I've used Playwright MCP to create exploratory tests — the LLM navigates the application and interacts with elements using the accessibility snapshot rather than hard-coded selectors. That maps directly to Santiago's free-time autonomous exploration concept. The agent explores, builds a model of the application, interacts, and learns through semantic structure rather than pixel recognition. On one side: 50,000 labeled screenshots and a model training pipeline. On the other: a Playwright MCP server and a prompt.

However, there is a tradeoff for the simplicity of the Playwright discovered structure approach. Structured accessibility snapshots won't catch purely visual regressions — layout shifts, color errors, rendering artifacts, elements that are present in the accessibility tree but visually obscured. For that class of problem, Santiago's pixel-level approach is the right tool. The brittle selector problem, though, is fundamentally about semantic resilience, and Playwright's accessibility tree addresses that with infrastructure most teams already have.

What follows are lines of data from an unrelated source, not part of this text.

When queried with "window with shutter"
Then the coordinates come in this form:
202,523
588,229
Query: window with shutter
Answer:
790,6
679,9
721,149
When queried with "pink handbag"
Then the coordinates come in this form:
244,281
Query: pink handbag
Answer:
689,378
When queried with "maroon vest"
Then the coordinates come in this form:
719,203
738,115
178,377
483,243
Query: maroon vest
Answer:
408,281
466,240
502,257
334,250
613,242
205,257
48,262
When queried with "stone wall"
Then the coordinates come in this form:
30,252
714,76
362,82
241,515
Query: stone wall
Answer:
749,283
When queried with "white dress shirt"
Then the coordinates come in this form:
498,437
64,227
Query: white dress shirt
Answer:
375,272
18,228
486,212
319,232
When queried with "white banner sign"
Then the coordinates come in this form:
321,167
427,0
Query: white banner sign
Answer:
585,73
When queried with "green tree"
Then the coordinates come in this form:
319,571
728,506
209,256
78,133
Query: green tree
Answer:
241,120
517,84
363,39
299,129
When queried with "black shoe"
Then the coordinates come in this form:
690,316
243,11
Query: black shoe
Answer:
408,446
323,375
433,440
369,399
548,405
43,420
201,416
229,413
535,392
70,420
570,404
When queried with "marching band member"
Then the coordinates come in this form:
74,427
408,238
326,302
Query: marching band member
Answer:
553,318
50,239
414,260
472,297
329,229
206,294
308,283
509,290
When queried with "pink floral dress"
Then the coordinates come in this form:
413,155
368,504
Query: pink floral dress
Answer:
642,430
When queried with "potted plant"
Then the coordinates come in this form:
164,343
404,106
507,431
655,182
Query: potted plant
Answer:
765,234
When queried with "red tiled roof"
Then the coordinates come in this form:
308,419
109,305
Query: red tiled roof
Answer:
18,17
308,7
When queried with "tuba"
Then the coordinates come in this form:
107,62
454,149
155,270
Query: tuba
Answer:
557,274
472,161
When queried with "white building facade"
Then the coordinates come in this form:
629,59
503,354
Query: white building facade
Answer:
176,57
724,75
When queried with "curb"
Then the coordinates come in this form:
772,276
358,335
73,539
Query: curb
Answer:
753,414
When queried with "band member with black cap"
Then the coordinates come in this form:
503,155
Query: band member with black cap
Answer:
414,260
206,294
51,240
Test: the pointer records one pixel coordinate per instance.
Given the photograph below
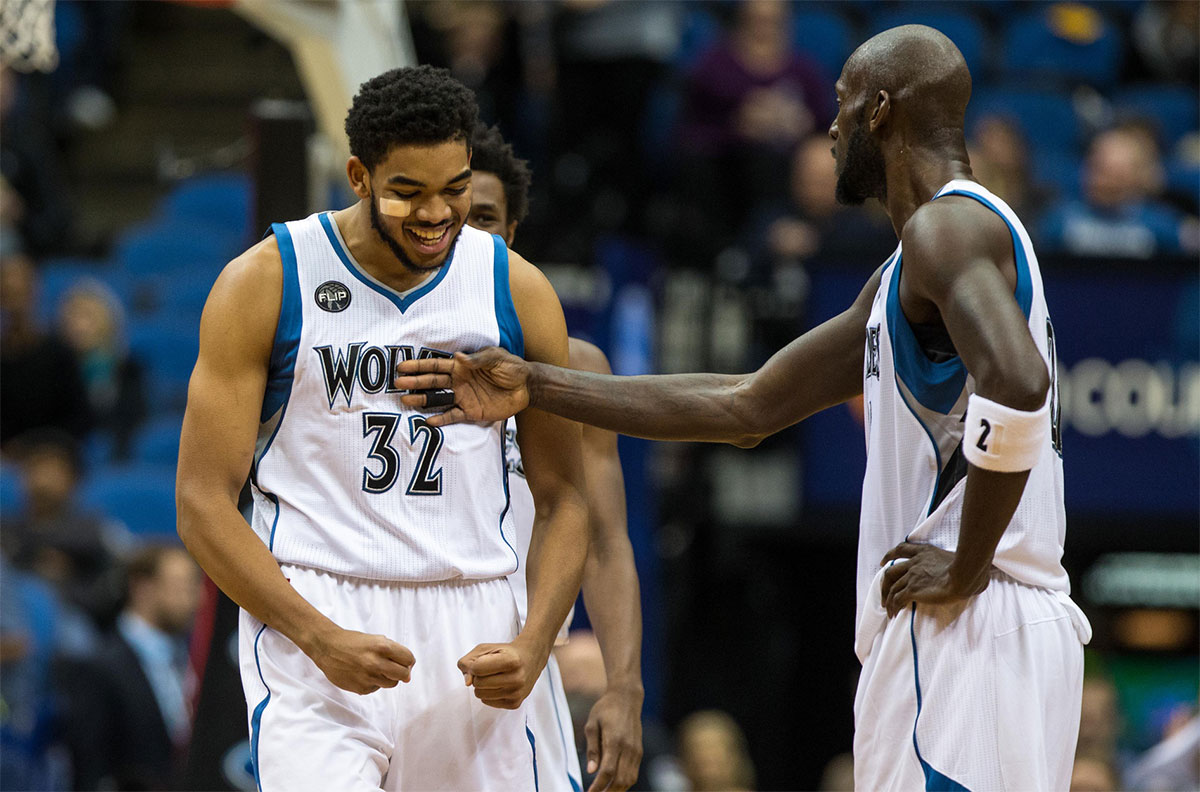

Where AI Vision Testing and Playwright MCP Converge

Vision-based/visual testing and accessibility-tree-based testing are solving the same problem from different directions. Both give an automated agent a human-like understanding of the UI — one through what the page looks like, one through what the page means semantically. There's an interesting parallel in that second approach: the accessibility tree is the same representation that screen readers use to describe pages to users who are blind or have low vision. Those users navigate by what elements are and mean — roles, labels, states, hierarchy — not how they look. An AI agent using Playwright MCP is doing the same thing. As vision models get cheaper to train and fine-tune, and as LLMs continue improving at vision tasks, the investment required for the fine-tuning path will decrease. Santiago noted that labeling work that once took days now takes minutes with LLMs helping automate the feedback loop. The gap will narrow.

Santiago's work at Indeed is probably a preview of where the ecosystem is heading. The timeline is different for every team. The context rot and agent skills architecture are the pieces that apply regardless of which direction you're going — if you're building any kind of AI agent for test automation, whether UI or backend, that pattern is worth understanding and applying now.

Where to Start

If you're building AI agents or working with LLM-driven test frameworks today, apply the context rot and agent skills pattern. It's tool-agnostic, it addresses a real structural problem, and it will make your agents more reliable regardless of what they're testing.

If you're dealing with brittle selectors and want a practical path forward this quarter, Playwright MCP and its structured accessibility snapshots are where I'd start. Begin with exploratory tests — let the LLM navigate using the accessibility snapshot — and build from there without any model training infrastructure.

If you have the research runway and want to invest in the longer-term vision-based path, Santiago's AGENT project at github.com/dionny/AGENT is the open source starting point, built on Claude Sonnet 4.6. Teachable Machine is the lowest-barrier way to begin working with custom vision models on your own UI.